# DCC switch power consumption



## Zeus-cat (Feb 5, 2011)

How much power, or really, how many amps does a DCC switch use? 

I am thinking of getting the Bachmann Dynamis system that provides 2.3 amps. Right now I have 2 locos, but will probably increase that to 3 or 4. How many DCC switches can I operate without taxing the power supply to my locos? 

Obviously the switches use power when they move from one position to the other, but do they consume power all the time? Currently I have 4 remote switches running off of a separate power supply from my DCC power supply. The remote switches seem to use power all the time when the switch is in the straight configuration. When I turn the power off they snap back to the curved configuration, so I assume they are using power to stay straight (no snarky comments, you know what I mean). Are the Bachmann DCC switches the same?


----------



## gunrunnerjohn (Nov 10, 2010)

They don't consume power when they're not moving.
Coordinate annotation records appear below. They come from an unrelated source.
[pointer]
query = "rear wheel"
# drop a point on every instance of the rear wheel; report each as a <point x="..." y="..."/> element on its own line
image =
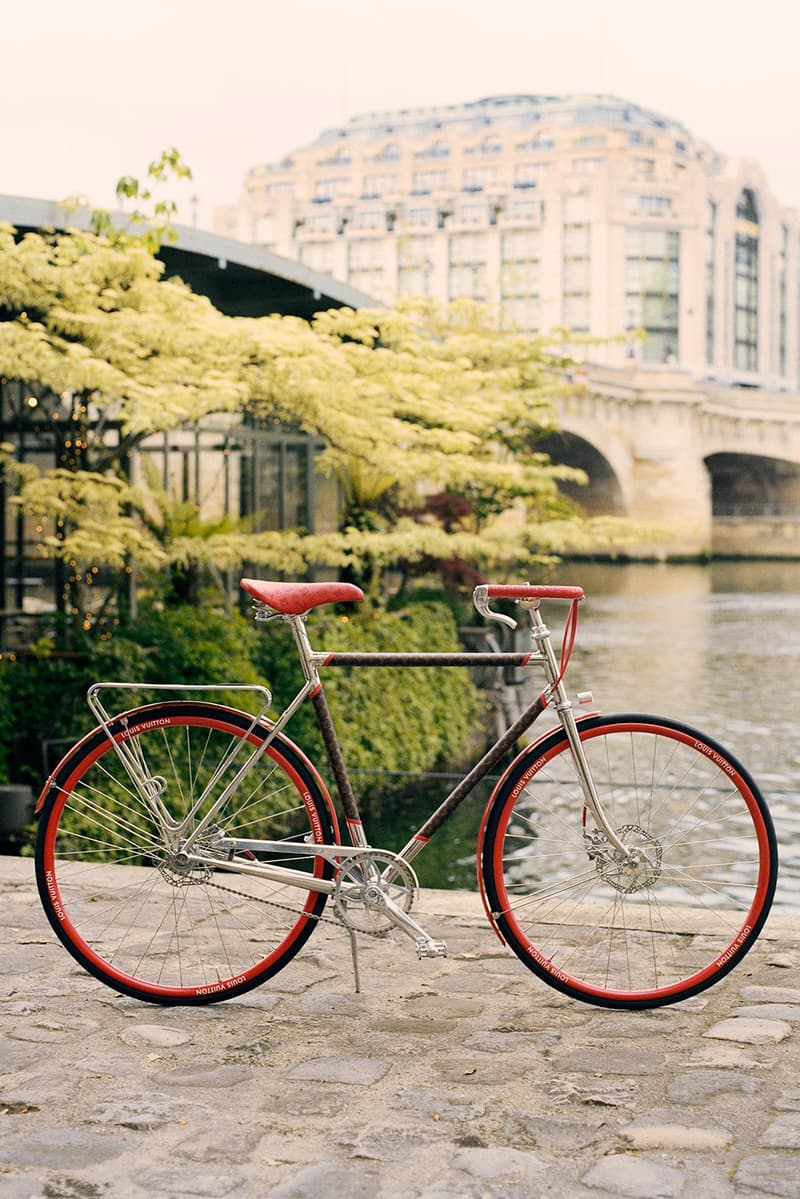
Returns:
<point x="665" y="923"/>
<point x="121" y="898"/>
If you limit yourself to switching only one at a time, all you have to account for is the power consumption of one switch changing states.


----------



## NIMT (Jan 6, 2011)

I will have to agree with gunrunnerjohn.:thumbsup: Switches (Better word, Turnouts) should only require power upon movement of the turnout points. Your power consumption should be very minimal unless you throw several a one time which with standard DCC controls is near to imposable.


----------